La Monarquía ha sido defendida como un bien imprescindible para la democracia, dando por supuesto que la Transición hubiese resultado mucho más problemática sin su concurso, y entendiendo que la Corona seguía jugando un papel de arbitraje. Todo lo cual no ha impedido que se cuestione la necesidad de dicha institución una vez consolidado el sistema de libertades. La pregunta es si la democracia y las instituciones precisan de la Monarquía para legitimarse hacia dentro y procurar notoriedad hacia fuera o, en otras palabras, si la Monarquía continúa revirtiendo a favor de la democracia todo lo que ésta procura a dicha institución.

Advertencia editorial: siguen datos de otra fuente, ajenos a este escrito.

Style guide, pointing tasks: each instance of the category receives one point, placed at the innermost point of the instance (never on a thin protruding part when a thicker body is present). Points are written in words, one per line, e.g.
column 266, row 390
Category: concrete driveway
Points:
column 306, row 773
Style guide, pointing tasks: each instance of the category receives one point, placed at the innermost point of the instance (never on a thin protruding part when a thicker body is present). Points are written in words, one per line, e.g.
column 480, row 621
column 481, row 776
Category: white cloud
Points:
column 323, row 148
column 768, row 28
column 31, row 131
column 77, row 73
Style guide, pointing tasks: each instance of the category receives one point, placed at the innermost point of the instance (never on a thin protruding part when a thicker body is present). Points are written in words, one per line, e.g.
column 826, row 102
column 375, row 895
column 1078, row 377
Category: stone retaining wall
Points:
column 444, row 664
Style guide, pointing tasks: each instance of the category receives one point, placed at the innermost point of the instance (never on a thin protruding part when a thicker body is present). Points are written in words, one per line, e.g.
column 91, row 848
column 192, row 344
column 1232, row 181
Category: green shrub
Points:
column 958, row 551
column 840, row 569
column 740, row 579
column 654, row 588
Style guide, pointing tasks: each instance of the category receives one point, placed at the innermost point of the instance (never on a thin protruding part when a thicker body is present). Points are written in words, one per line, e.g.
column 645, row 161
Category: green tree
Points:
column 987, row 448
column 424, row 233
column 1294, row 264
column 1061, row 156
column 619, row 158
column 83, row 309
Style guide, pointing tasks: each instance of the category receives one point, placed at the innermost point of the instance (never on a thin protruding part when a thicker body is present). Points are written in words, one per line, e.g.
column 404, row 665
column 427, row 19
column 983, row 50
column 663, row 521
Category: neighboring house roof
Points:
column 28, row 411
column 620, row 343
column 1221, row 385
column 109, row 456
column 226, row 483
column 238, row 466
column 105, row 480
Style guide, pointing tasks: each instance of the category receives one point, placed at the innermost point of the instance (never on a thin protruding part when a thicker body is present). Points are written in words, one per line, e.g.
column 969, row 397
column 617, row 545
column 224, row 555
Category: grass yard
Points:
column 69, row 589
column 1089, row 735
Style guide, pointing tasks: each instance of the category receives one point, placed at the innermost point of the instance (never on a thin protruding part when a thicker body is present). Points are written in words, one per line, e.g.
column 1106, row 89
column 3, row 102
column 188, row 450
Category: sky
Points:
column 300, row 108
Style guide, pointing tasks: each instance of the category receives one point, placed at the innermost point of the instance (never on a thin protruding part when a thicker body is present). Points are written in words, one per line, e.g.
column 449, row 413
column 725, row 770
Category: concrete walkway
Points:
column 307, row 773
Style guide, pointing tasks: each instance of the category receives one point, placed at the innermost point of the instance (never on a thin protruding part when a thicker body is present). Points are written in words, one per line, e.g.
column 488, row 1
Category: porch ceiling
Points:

La Monarquía como forma de Estado contribuyó a asegurar que la Transición se diera vía reforma y no mediante una ruptura con el régimen franquista. La aceptación posibilista de la Corona por parte de formaciones esencialmente republicanas, como el PSOE y el PCE, constituyó un tributo a favor de la reconciliación. La Monarquía amparaba a los sectores que habían ostentado el poder durante el franquismo y querían transitar hacia una democracia ya ineludible, mientras buscaba su propia legitimidad en el cumplimiento de un rol dispuesto al cambio sin excesivas tutelas. No en balde, la Monarquía había sido restablecida con anterioridad a que se recuperaran las libertades. Pero tres décadas después del 23-F los problemas de la Corona no se refieren únicamente a su injustificable exclusión de las administraciones que deberán rendir cuentas según la próxima ley de transparencia, o a las especulaciones sobre las dosis de ‘juancarlismo’ que podría heredar el sucesor. El hecho de que la institución sea dinástica no podrá impedir que su papel de árbitro y representación acabe siendo más funcional que entronizado.
La mayoría de la ciudadanía seguirá pensando que la Monarquía no sobra en el ensamblaje democrático y constitucional. Siempre y cuando a su coste presupuestario no se le sume una carga insoportable de morbo cortesano. Y siempre que los partidos con posibilidades de gobernar continúen viendo en la Corona un factor de estabilidad que no se desestabiliza. Los constituyentes blindaron la figura del Rey en la Carta Magna. Es indudable que la redacción se hizo con el fervor de quienes no podían imaginar las peripecias monárquicas más recientes. Claro que si las circunstancias empujan a la Corona a rebajar su función hasta cumplir con un papel análogo al de, por poner un ejemplo, la presidencia de Alemania, será aun más inevitable el cuestionamiento de su privilegiada posición de inviolabilidad y no sujeción a responsabilidades. Lo que significaría poner en solfa la continuidad de la Monarquía como forma de Estado.